そんなことを思いながら、ようやく仕事を一段落させ、最後のメールチェックをしていると、差出人不明のメールが目に留まる。普段なら即座に削除するところだが、その時は何か違った。心の奥底で、変化を求める気持ちが膨らんでいたのかもしれない。


「人生を変える秘密」


その件名に、思わず苦笑した。

自分の苦悩を誰かに見透かされているのか?


理性では「つまらないスパムか」と思いながらも、亮の指が、削除ボタンの上で躊躇う。普段の自分なら即座に消すところだが、感情の方はかすかな期待感に動かされ、メールを開く。


本文の短い文章と一つのURL。


ーこの音声が、あなたの人生を変えるかもしれません



「どうせ何かのセールスだろう」

そう思いながらも、今の自分には、どんな小さな可能性でも見逃したくないという気持ちも渦巻く。


さすがに音声は会社のPCでは開けない。

なにか後ろめたさを感じつつ、スマホにURLを転送する。


駅に向かう道すがら、亮の頭の中はその謎のメールのことでいっぱいだった。

電車の中でスマホを取り出しかけたが、イヤホンを忘れたことに気づいて断念する。

その間も、心の中では期待と不安が入り混じっていた。


「こんなことに一喜一憂する自分も、情けない」


そう自嘲しながらも、胸の奥には小さな希望が芽生えていた。何かが変わるかもしれない。そんな予感が、久しぶりに亮の心を躍らせていた。


自宅のドアを開け、ソファに座り、深く息をつく。

スマホの画面に映るURLを見つめながら、彼は迷っていた。


クリックしたところで、そこに何か特別なものがあるわけではないかもしれない。

でも、ひょっとすると、何かのきっかけになるヒントがあるかもしれない。


少なくとも、今の人生に満足していないことも事実だった。このまま、疑問を抱えたまま日々を過ごし続けることへの恐れの方が、結局は大きかった。

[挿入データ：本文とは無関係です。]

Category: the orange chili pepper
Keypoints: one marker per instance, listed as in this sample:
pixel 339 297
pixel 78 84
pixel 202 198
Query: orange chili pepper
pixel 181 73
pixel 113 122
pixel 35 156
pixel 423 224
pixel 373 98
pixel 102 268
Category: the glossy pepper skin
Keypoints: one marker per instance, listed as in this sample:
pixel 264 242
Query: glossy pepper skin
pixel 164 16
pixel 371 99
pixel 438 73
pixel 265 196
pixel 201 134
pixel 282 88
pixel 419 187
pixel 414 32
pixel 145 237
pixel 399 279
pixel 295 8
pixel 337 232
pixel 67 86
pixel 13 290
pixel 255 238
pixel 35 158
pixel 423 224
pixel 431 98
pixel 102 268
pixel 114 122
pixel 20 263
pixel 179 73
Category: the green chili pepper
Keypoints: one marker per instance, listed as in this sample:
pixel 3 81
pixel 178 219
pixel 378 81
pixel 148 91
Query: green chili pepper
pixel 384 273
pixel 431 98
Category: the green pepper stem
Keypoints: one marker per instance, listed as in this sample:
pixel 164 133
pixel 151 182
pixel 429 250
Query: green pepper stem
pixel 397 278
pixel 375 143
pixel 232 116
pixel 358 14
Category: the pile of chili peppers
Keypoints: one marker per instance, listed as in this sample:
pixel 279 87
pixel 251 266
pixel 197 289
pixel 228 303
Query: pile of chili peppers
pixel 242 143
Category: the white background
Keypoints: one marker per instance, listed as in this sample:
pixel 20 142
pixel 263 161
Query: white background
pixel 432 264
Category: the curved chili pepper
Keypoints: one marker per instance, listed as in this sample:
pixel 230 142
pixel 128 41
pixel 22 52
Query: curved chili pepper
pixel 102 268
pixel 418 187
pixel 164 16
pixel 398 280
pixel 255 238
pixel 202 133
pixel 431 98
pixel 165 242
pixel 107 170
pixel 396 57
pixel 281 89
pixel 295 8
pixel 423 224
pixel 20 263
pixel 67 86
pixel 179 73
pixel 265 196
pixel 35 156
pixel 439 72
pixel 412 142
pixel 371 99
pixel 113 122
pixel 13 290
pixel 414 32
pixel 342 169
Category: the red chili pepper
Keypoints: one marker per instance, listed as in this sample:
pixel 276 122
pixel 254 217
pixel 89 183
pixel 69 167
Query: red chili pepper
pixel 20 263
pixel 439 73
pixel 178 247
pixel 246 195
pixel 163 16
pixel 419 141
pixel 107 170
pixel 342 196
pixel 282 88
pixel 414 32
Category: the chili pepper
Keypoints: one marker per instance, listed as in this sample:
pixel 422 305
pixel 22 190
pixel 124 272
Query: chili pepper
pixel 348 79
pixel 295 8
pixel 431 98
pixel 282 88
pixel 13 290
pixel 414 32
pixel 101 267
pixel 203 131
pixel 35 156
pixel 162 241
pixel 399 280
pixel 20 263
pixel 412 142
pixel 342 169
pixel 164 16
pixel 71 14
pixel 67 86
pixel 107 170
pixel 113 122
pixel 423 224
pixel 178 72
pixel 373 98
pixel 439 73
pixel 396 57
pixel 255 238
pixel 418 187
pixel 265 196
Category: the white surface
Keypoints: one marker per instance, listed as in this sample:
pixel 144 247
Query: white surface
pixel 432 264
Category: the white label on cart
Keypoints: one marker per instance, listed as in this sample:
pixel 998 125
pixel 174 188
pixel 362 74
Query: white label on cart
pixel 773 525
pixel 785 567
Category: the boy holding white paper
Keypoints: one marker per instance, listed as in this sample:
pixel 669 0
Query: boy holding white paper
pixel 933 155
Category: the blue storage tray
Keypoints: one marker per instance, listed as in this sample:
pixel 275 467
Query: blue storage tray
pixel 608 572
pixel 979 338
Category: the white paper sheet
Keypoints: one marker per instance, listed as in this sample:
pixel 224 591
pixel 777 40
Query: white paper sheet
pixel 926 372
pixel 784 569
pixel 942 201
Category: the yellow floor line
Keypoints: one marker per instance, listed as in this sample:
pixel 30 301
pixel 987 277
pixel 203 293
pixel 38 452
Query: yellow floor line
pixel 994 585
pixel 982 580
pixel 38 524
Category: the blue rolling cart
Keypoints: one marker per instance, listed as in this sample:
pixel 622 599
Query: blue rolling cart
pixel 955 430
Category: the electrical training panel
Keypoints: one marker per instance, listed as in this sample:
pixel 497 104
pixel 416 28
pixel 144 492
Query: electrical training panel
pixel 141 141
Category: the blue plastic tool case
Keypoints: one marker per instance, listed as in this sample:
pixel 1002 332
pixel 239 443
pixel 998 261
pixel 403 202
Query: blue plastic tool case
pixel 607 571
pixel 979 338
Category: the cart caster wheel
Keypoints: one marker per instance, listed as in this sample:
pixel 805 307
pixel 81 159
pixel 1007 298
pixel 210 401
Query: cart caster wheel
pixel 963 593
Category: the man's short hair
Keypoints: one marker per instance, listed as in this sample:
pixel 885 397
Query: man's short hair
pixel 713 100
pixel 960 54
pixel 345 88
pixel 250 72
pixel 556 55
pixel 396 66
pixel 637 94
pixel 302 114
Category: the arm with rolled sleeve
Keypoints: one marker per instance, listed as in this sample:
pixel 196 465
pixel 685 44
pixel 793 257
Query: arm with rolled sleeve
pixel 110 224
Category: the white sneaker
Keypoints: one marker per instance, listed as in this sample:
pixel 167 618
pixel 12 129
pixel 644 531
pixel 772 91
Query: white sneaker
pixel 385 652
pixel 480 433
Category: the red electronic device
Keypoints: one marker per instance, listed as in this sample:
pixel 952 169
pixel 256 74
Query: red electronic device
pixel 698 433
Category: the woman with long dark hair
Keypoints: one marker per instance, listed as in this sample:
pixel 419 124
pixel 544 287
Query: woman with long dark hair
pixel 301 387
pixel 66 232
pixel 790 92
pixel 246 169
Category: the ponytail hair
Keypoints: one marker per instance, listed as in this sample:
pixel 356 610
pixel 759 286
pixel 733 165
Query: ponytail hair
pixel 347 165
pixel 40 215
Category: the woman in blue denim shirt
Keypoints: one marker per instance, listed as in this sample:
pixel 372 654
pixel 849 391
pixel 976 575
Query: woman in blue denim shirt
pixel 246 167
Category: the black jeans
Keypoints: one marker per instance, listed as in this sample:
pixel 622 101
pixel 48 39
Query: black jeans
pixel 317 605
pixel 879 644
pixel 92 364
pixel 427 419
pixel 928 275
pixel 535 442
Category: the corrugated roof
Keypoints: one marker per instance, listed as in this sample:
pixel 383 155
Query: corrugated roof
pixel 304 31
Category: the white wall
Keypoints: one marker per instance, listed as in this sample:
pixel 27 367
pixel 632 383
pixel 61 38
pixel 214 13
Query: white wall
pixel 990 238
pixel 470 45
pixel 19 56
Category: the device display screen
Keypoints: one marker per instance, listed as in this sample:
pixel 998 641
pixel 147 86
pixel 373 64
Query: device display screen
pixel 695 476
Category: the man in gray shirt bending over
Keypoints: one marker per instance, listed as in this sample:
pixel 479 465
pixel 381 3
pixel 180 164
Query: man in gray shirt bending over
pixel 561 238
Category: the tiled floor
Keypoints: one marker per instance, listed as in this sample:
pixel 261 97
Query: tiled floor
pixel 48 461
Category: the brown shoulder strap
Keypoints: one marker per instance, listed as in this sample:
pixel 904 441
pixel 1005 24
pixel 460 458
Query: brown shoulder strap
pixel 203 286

しばらくそんな思いを巡らせた後、ふと我に返り、ゆっくりとURLをクリックする。


低く落ち着いた、包み込むような声が、スピーカーから流れ出した。


その瞬間、亮の体に小さな震えが走った。


なんだこれは…


言いようのない不思議な感覚と遠くから差し込む一筋の光のような期待感に包まれ、スピーカーから流れるその声に聴き入っていった。